3

As far as matching a newline in a string - is /[\r\n]/ the same as /[\n]/ ?

I was reading this blog post: https://davidwalsh.name/remove-multiple-new-lines

and it says to use /[\r\n]/, but I am simply wondering if that always matches the same as /[\n]/, or if they are sort of a venn diagram where each might match something different.

  • 2
    very simple answer: if the letters are different, the regex is different. `\r` and `\n` are different characters (carriage return vs. newline), so just like `[ab]` and `[b]` are different patterns, the two patterns you show do different things. – Mike 'Pomax' Kamermans Sep 06 '18 at 03:08
  • ah yes, so `/\r\n/` is different than `/[\r\n]/`, in that way, if you can add answer that would help. –  Sep 06 '18 at 03:10
  • 1
    that is not your question. Your question is about `[\r\n]` vs `[\n]`, not about using [character classes](https://www.regular-expressions.info/refcharclass.html) vs. not using character classes. – Mike 'Pomax' Kamermans Sep 06 '18 at 03:10
  • 1
    @Mike'Pomax'Kamermans you had it right the first time, you understood my confusion - your first comment is right. When I first asked the question, I forgot about the `[]` braces. –  Sep 06 '18 at 03:11
  • 2
    give https://www.regular-expressions.info/ a read-through. It is _the_ place anyone with questions about regex should hit up first (once they know it exists, of course) – Mike 'Pomax' Kamermans Sep 06 '18 at 03:12

2 Answers2

5

No, they're not the same thing. \r matches a carriage return (CR), while \n matches a line feed (LF). In certain environments, new lines are usually designated by \r\n (like Windows), while in others, new lines are designated by \n only (like Unix). They're separate characters.

Here's an example:

const file = 'line\r\nline2';
const file2 = 'line\nline2';

console.log(file.replace(/[\n]/g, '\nNEW LINE:\n')); // one replacement
console.log(file2.replace(/[\n]/g, '\nNEW LINE:\n')); // one replacement

console.log(file.replace(/[\r\n]/g, '\nNEW LINE:\n')); // two replacements
console.log(file2.replace(/[\r\n]/g, '\nNEW LINE:\n')); // one replacement

As you can see, you cannot just use [\n] instead of [\r\n] - the output is different, they will match different parts of a string.

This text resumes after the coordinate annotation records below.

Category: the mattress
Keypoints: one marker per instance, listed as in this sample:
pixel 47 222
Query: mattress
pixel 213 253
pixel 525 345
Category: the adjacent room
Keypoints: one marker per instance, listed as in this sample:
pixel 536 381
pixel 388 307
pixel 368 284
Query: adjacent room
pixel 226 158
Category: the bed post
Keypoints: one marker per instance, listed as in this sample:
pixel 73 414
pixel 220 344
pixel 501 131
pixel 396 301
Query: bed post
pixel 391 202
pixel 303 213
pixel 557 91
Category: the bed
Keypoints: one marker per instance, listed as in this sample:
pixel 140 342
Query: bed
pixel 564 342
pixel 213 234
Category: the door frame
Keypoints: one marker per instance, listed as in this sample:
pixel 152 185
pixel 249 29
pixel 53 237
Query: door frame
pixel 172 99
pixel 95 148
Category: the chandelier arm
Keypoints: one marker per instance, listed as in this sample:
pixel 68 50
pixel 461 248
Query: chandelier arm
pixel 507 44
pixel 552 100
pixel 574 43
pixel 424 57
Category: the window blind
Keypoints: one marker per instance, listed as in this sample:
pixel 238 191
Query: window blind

Often, when you want to match a generic new line in an unknown format, you can use

\r?\n

to match the carriage return if it exists, followed by the line feed.

As comment notes, it's true that old Macs used \r only, so to match those as well, you could lookahead for \r or \n and then match:

(?=\r|\n)\r?\n?
CertainPerformance
  • 356,069
  • 52
  • 309
  • 320
  • 1
    AFAIK Mac is using '\r' for Newline, it will not match your regex. To always get a match I use: ([\r\n]|\n|\r) – Poul Bak Sep 06 '18 at 03:26
  • And of course a character class containing only a single character doesn't need the character class. So `/[\n]/` is equivalent to `/\n/` but obviously `/[\r\n]/` is not equal to `/\r\n/` (the former matches only a single character whilst the latter matches two characters in a particular sequence). – tripleee Sep 06 '18 at 04:07
  • @PoulBak `\r` applies mostly to the classic Mac and old versions of Mac OS X. Se also [this at superuser](https://superuser.com/questions/439440/did-mac-os-lion-switch-to-using-line-feeds-lf-n-for-line-breaks-instead-of). Some GUI apps may still use CR for linebreaks but anything Terminal related uses `\n`. – wp78de Sep 06 '18 at 04:12
  • Great, learned something new today (never worked with Mac, just read it somewhere). – Poul Bak Sep 06 '18 at 19:02
0

The answer is, as often, it depends.

In general, \n and \r are not the same. Traditionally, in regex engines

  • \n maps on most platforms (including Unix, DOS/Windows) to the ASCII LF character. On (classic) Mac OS systems (and old OS X versions), maps to the ASCII CR character.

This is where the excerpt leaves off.